One of Cassidy’s brothers used to come over and steal his food from the yard. There was little we could do unless we caught him. My mother came home from work that day and found that Cassidy had been attacked. Mauled. He was in pain. He was almost gone. She figured it was a fight with his brother. She called a man. A farmer. And he took him to farm. To put him down. To save him from pain.

I am happy to know the truth. Times like these really alert you to the amount of work that happens behind the curtain. As a parent, you have to keep some secrets. It takes such strength though. Every parent I know has a few secrets. I am so happy she told me. My heart broke a little but I think I always knew. I knew he passed, but I could never have guessed how.


Either way, Cassidy passed, we mourned and that was the end of dogs in our house.

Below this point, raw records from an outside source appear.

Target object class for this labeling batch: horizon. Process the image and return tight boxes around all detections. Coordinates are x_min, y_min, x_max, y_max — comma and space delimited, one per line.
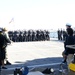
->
0, 0, 75, 30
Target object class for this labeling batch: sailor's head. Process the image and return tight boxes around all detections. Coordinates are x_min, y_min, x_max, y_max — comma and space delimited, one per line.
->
66, 23, 71, 28
3, 28, 7, 32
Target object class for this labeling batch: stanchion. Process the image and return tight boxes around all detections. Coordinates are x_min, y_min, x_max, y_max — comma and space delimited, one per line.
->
0, 65, 1, 75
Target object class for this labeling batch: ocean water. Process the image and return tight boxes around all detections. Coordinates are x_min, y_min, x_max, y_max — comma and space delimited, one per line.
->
49, 31, 58, 38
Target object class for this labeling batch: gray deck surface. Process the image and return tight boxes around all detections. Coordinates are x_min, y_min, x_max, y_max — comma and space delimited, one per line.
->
0, 38, 64, 74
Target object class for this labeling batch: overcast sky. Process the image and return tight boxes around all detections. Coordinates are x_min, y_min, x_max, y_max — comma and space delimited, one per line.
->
0, 0, 75, 29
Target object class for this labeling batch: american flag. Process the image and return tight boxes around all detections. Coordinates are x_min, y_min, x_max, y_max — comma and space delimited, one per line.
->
9, 18, 14, 24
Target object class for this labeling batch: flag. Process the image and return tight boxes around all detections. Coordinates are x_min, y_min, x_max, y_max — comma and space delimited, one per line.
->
9, 18, 14, 24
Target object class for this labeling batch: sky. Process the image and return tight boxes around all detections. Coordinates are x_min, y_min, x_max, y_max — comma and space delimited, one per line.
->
0, 0, 75, 30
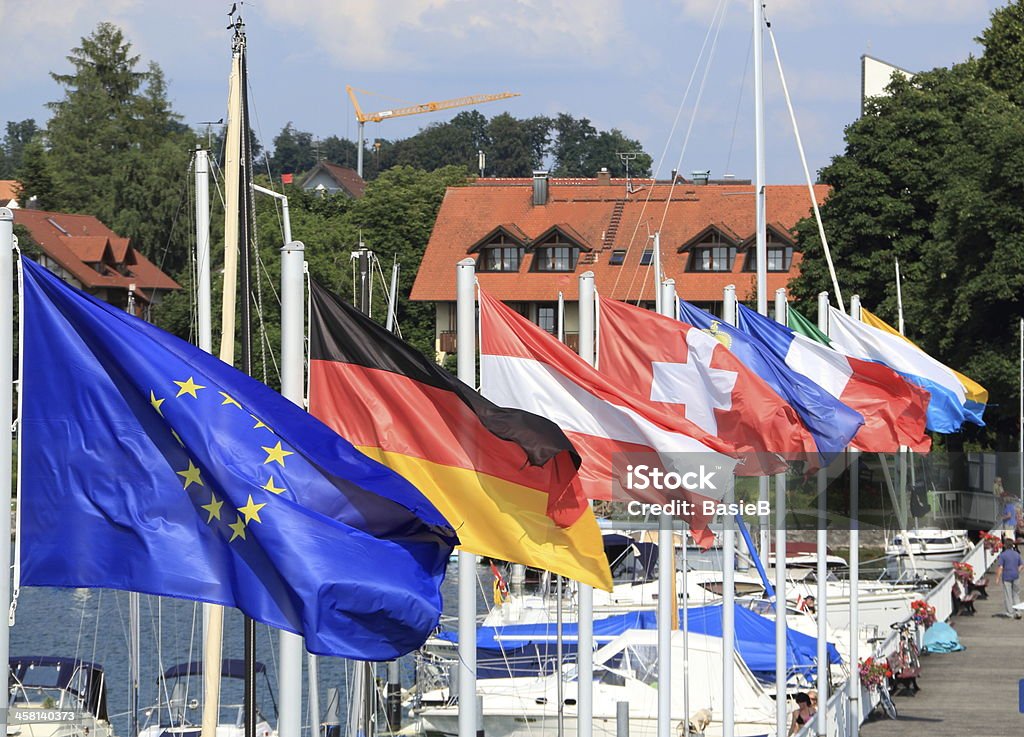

I sat down to write this, and it turned out so differently than I imagined. That phone call changed the course of this story.

Cassidy was an awesome dog. I am really happy to have some pets today. Even just today.

My animal kingdom.

I have to add to this post some great quotes from tonights confessional with Roxy Moss, my mother.

In regards to showering Buddy the Budgie:

“I had to shower him. That bird had terrible hygiene. I bought every type of mirror and placed them around the cage to try to get him to have some respect for himself.”

In regards to burying Buddy the Budgie:

“You planned an elaborate funeral. I had to give him my jewelry box. And you spent an hour placing his body just so in the jewelry box casket. Eventually you put him in the corner saying “I will put him up here so there is room in case friends drop by.” You were so serious.”